Mario Sánchez
Estamos viviendo en un mundo digital de supraestados autoritarios que se imponen sus propias reglas y deciden qué puede decirse y qué no. Tres decisiones en días pasados demuestran cómo Facebook y Google se han convertido en árbitros poco democráticos de la libertad de expresión y de lo que las personas pueden ver en el ecosistema digital. Independientemente de si las decisiones tomadas son razonables o no, lo que produce angustia es que estas plataformas, todopoderosas y con prácticas anticompetitivas que las han ayudado a posicionarse, están tomando decisiones que vulneran los derechos de sus usuarios.
Esto no es nuevo, pero sí es cada vez peor. A medida que pasan los años, Facebook, Google y unas pocas empresas más se han convertido en los espacios de facto en internet. Esas compañías se defienden con el argumento engañoso de que internet sigue siendo libre y que quienes no deseen usar sus servicios no están obligados a hacerlo. Pero la realidad es contundente: no puede entenderse el ecosistema digital sin pasar por esas plataformas. En la práctica, los espacios públicos digitales han sido privatizados. La democracia, las relaciones sociales, los debates sobre libertades y demás, entonces, están a merced de los códigos de conducta impuestos por Facebook, Google, TikTok y similares.
Por ejemplo, en julio, los moderadores de Facebook tumbaron de su plataforma un video donde manifestantes colombianos se oponían al presidente Iván Duque y le pedían que no se hiciera “el marica”. Para la plataforma, el uso de una palabra que es empleada para denigrar a las personas LGBT era motivo suficiente para censurar el contenido. Sin más, el video desapareció del espacio más propicio para su difusión. Ahora, un par de meses después, el consejo asesor de Facebook, una especie de corte suprema de la plataforma, dijo que el video tenía fines informativos y que la plataforma debe volverlo a publicar. Es inútil que lo haga en este momento, pues la coyuntura ya pasó. Pero más interesante aún es cómo todo ese proceso ocurrió sin la intervención del sistema judicial colombiano ni consideraciones a las normas de nuestro país sobre libertad de expresión.

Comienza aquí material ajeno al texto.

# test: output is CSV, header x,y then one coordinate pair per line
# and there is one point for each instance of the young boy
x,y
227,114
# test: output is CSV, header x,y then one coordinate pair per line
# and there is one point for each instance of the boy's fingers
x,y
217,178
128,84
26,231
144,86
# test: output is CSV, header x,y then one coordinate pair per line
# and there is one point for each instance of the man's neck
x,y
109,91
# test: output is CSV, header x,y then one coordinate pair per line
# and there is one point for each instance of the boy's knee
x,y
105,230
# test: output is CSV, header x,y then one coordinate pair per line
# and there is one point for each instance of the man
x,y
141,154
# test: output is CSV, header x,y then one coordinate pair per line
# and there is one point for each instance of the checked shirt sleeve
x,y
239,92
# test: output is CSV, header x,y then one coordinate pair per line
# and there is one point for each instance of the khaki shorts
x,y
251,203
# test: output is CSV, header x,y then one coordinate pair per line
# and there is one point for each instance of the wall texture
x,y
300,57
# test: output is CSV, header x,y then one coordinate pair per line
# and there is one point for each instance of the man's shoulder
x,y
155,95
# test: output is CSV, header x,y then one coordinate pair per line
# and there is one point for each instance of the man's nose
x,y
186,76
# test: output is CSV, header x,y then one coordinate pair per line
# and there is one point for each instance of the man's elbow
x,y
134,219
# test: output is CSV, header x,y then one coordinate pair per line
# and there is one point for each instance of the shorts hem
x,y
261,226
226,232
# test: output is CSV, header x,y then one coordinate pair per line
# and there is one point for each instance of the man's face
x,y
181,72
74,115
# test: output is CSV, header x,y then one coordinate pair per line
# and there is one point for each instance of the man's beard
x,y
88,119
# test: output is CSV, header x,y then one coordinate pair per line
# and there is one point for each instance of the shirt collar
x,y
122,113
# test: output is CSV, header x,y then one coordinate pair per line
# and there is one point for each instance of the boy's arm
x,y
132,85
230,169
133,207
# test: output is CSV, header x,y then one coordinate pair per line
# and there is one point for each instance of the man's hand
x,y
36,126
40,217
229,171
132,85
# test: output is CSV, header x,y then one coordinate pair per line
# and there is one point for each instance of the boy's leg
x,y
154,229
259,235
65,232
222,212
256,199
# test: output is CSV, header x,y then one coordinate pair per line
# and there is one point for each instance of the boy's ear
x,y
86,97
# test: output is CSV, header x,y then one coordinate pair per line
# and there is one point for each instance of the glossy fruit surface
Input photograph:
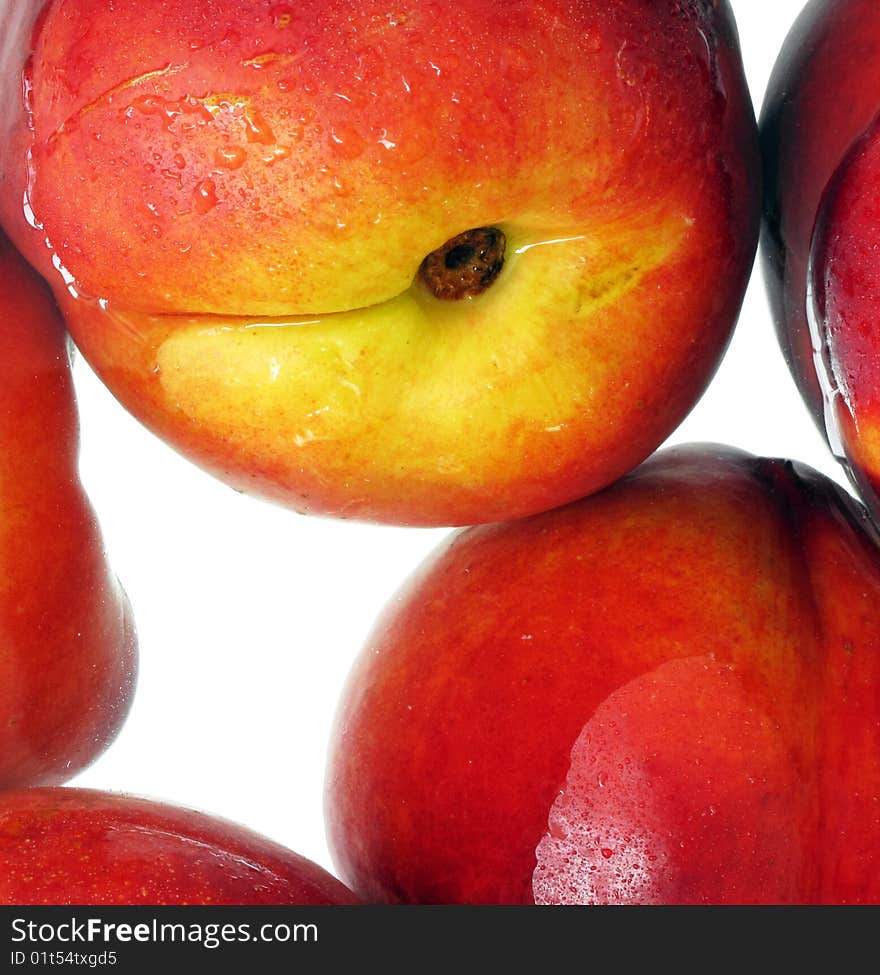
x,y
822,225
665,693
67,640
78,846
234,202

Lo mismo está ocurriendo en Youtube. La plataforma decidió bloquear los canales de RT, un medio de propaganda ruso, en Alemania, bajo el argumento de que violó sus directrices. El pecado de RT, según Google, es que publicó desinformación sobre la pandemia. En respuesta, Rusia lo acusó de censura. Más allá del ridículo de que el régimen autoritario de Vladimir Putin, que no soporta medios independientes, se queje por violación a la libertad de expresión, el punto es similar al de Facebook: la decisión fue tomada por una entidad privada supranacional.
Esta semana Youtube anunció que todos los videos que promuevan los mensajes antivacunas serán tumbados de las plataformas. Varias personas que se hicieron famosas promoviendo la desinformación fueron bloqueadas inmediatamente. Se trata de un serio golpe a la capacidad del movimiento antivacunas de seguir sembrando terror. Empero, la pregunta permanece: ¿nos sentimos cómodos con que Google tenga tanto poder sobre el debate público?
No es una pregunta inconsecuente. Todos los aspectos de la vida pública se han trasladado a internet, donde estos supraestados se comportan de manera similar a regímenes autoritarios y caprichosos. ¿Qué perdemos cuando las discusiones sobre las libertades son decididas por algoritmos y censores contratados por empresas privadas?